Cylleneus + intertextuality
===========================

Once installed, the Cylleneus engine can be used in conjunction with the CLTK to perform queries programmatically via the search API. In this way, the engine can in fact be used to build NLP applications. One very simple and straightforward use of Cylleneus' lemma-based query functionality would be to try to find 'intertexts' -- passages of text that are lexically similar to, but not morphologically identical to, some source text. Let's try it out.

First, set up the environment.

In [2]:
# Utility imports
from copy import copy
from pprint import pprint
from textwrap import wrap
import re

# Some standard CLTK imports
from cltk.stop.latin import STOPS_LIST
from cltk.tokenize.latin.word import WordTokenizer
STOPS_LIST += ['-que', '-ve', '-ne']

from cylleneus.corpus import Corpus
from cylleneus.search import Searcher, Collection

import multiwordnet

# Check MultiWordNet installation
for language in ["common", "english", "french", "hebrew", "italian", "latin", "spanish"]:
    if not multiwordnet.db.exists(language):
        multiwordnet.db.compile(language, verbose=False)

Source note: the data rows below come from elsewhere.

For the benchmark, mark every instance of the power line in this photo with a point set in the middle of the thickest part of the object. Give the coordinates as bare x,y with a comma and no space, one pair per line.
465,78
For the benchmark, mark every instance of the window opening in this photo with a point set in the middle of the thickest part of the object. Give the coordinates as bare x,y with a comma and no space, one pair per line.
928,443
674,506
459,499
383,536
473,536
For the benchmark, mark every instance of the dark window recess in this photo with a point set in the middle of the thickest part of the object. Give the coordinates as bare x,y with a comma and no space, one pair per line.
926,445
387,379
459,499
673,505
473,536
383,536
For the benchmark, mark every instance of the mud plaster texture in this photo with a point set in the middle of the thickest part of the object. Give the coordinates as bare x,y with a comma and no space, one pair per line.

ModuleNotFoundError: No module named 'cylleneus.corpus.grk.diorisis.tokenizer'

Let's use the pre-indexed Perseus Digital Library sample mini-corpus; it includes the major works of Vergil.

In [None]:
corpus = Corpus("perseus")
if not corpus.searchable:
    corpus.download()

Because we want to abstract away morphological details of our source text, we are also going to need to tokenize and lemmatize this text. In this case, for simplicity's sake, we will just be searching for a single phrase, which we can input manually. Since the text isn't coming from a structured corpus, we can use the built-in plaintext tokenizer and lemmatizer.

In [None]:
# The plaintext tokenizer is suitable for tokenizing plaintext sources.
from cylleneus.corpus.default import CachedTokenizer

# The lemma filter takes a sequence of tokens (word-forms) and uses the Latin WordNet for lemmatization and morphological analysis.
from cylleneus.engine.analysis.filters import CachedLemmaFilter

word_tokenizer = WordTokenizer()
tokenizer = CachedTokenizer()
lemmatizer = CachedLemmaFilter(cached=False)


Now let's run our "source" text through our lemmatization pipeline. In this fabricated example, we are going to search for texts similar to the phrase of Lucretius: *gelidamque pruinam* (Lucr. *RN.* 2.431).

In [None]:
text = 'gelidamque pruinam'

# For efficiency the tokenizer reuses a single Token object, so each token needs to be copied to be preserved
words = [word for word in word_tokenizer.tokenize(text) if word not in STOPS_LIST]
tokens = [copy(token) for token in tokenizer(words, mode='index', tokenize=False)]

lemmas = []
for token in tokens:
    lemmatized = set()
    for lemma in lemmatizer([copy(token),]):
        lemmatized.add(lemma.text.split(':')[0])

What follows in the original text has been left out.